Con una frialdad medida, quirúrgica. Con el mismo gesto que él ha usado cientos de veces para alejar a los demás. Hoy lo pruebo yo.
Y funciona.
Rider frunce ligeramente el ceño, como si ese gesto —mi indiferencia— fuera más potente que cualquier grito o reproche. Se pasa una mano por el cabello con frustración, pero no dice nada más. Quizá porque sabe que cualquier palabra sería en vano. Quizá porque no esperaba que lo ignorara. Que le negara justo lo que él más domina: la atención.
Dio por hecho que yo seguiría el juego.
No lo haré.
Ya no.
Da un paso atrás. Y otro. Luego se gira y se aleja con las manos en los bolsillos, la cabeza baja.
—Eso fue... ¿satisfactorio? —pregunta Julie.
—No tanto como esperaba —respondo con sinceridad.

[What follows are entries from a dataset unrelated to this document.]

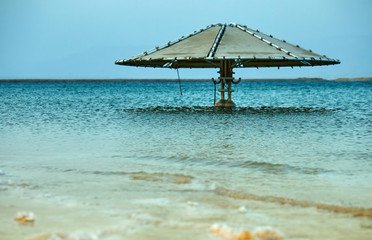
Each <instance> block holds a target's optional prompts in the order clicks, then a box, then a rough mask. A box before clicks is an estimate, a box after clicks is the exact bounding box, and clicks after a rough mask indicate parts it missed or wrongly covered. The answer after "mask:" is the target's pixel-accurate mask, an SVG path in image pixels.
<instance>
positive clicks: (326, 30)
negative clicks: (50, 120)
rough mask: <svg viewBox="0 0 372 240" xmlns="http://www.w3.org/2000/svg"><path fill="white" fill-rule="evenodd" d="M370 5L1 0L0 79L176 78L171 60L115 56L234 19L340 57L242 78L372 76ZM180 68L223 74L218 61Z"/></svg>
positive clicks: (0, 29)
mask: <svg viewBox="0 0 372 240" xmlns="http://www.w3.org/2000/svg"><path fill="white" fill-rule="evenodd" d="M371 13H372V1H371V0H311V1H309V0H280V1H276V0H136V1H134V0H63V1H61V0H0V79H22V78H27V79H101V78H105V79H117V78H120V79H146V78H157V79H159V78H164V79H170V78H173V79H175V78H177V73H176V71H175V70H172V69H158V68H157V69H154V68H142V67H138V68H137V67H130V66H121V65H115V64H114V62H115V60H118V59H127V58H130V57H132V56H134V55H137V54H140V53H142V52H144V51H147V50H149V49H152V48H154V47H155V46H159V45H162V44H164V43H167V42H168V41H170V40H175V39H178V38H179V37H181V36H183V35H188V34H189V33H192V32H193V31H194V30H199V29H200V28H204V27H206V26H207V25H210V24H216V23H231V22H234V23H239V24H242V25H247V26H248V27H249V28H252V29H258V30H260V31H261V32H263V33H266V34H269V35H270V34H272V35H273V36H275V37H277V38H279V39H284V40H286V41H287V42H289V43H292V44H295V45H297V44H298V45H300V46H302V47H304V48H306V49H312V50H313V51H314V52H316V53H319V54H322V55H327V56H328V57H330V58H334V59H339V60H340V61H341V64H339V65H334V66H318V67H302V68H294V69H291V68H281V69H279V70H278V69H277V68H260V69H254V68H245V69H235V72H236V74H235V77H242V78H248V79H249V78H298V77H320V78H325V79H335V78H340V77H348V78H352V77H372V67H371V63H370V58H371V57H372V47H371V43H372V25H371V23H372V14H371ZM179 72H180V75H181V78H196V79H197V78H211V77H218V74H217V69H180V71H179Z"/></svg>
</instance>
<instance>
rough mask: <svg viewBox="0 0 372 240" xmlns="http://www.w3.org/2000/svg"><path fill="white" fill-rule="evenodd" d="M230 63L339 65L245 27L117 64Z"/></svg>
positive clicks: (213, 66) (175, 41)
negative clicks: (336, 64) (227, 61)
mask: <svg viewBox="0 0 372 240" xmlns="http://www.w3.org/2000/svg"><path fill="white" fill-rule="evenodd" d="M224 60H230V61H231V62H232V65H231V67H232V68H235V67H257V68H258V67H285V66H287V67H293V66H317V65H333V64H339V63H340V61H339V60H337V59H331V58H328V57H327V56H325V55H320V54H318V53H315V52H313V51H312V50H307V49H304V48H302V47H300V46H299V45H294V44H291V43H288V42H286V41H285V40H279V39H277V38H274V37H273V36H272V35H267V34H264V33H262V32H260V31H259V30H252V29H250V28H247V27H246V26H243V25H240V24H235V23H230V24H213V25H209V26H207V27H206V28H203V29H200V30H198V31H195V32H193V33H191V34H189V35H187V36H182V37H181V38H179V39H177V40H175V41H170V42H168V43H166V44H164V45H162V46H159V47H155V48H154V49H151V50H149V51H146V52H144V53H142V54H139V55H137V56H134V57H131V58H129V59H126V60H117V61H115V64H119V65H129V66H143V67H163V68H165V67H167V68H219V67H220V66H221V62H222V61H224Z"/></svg>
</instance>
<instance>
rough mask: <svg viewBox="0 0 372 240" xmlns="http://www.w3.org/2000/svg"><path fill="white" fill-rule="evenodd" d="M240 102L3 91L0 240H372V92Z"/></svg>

Kam me pasa una mano por la espalda con dulzura.
—Es que todavía duele.
Asiento. Claro que duele. Que me haya decepcionado así. Que pensara de mí lo mismo que dicen las bocas envenenadas de esta universidad. Que redujera mi historia a una etiqueta de "niña rica superficial".
Pero al menos esta vez no lloré.
No me escondí.
Y no le di ni una sola palabra más.
La puerta del aula finalmente se abre. Nos levantamos en sincronía. Y mientras caminamos hacia la clase, con nuestras mochilas a la espalda y los pasos seguros, entiendo algo: estoy aprendiendo a defenderme, incluso de quienes pensé que podían cuidarme.
Y ese, tal vez, sea el comienzo de algo mejor.
***
Mi habitación parece un campo de batalla académico. Libros abiertos sobre el suelo, hojas impresas con esquemas de psicología tiradas en mi cama, resaltadores sin tapa y tres tazas distintas con restos de café que probablemente ya podrían ser considerados organismos vivos.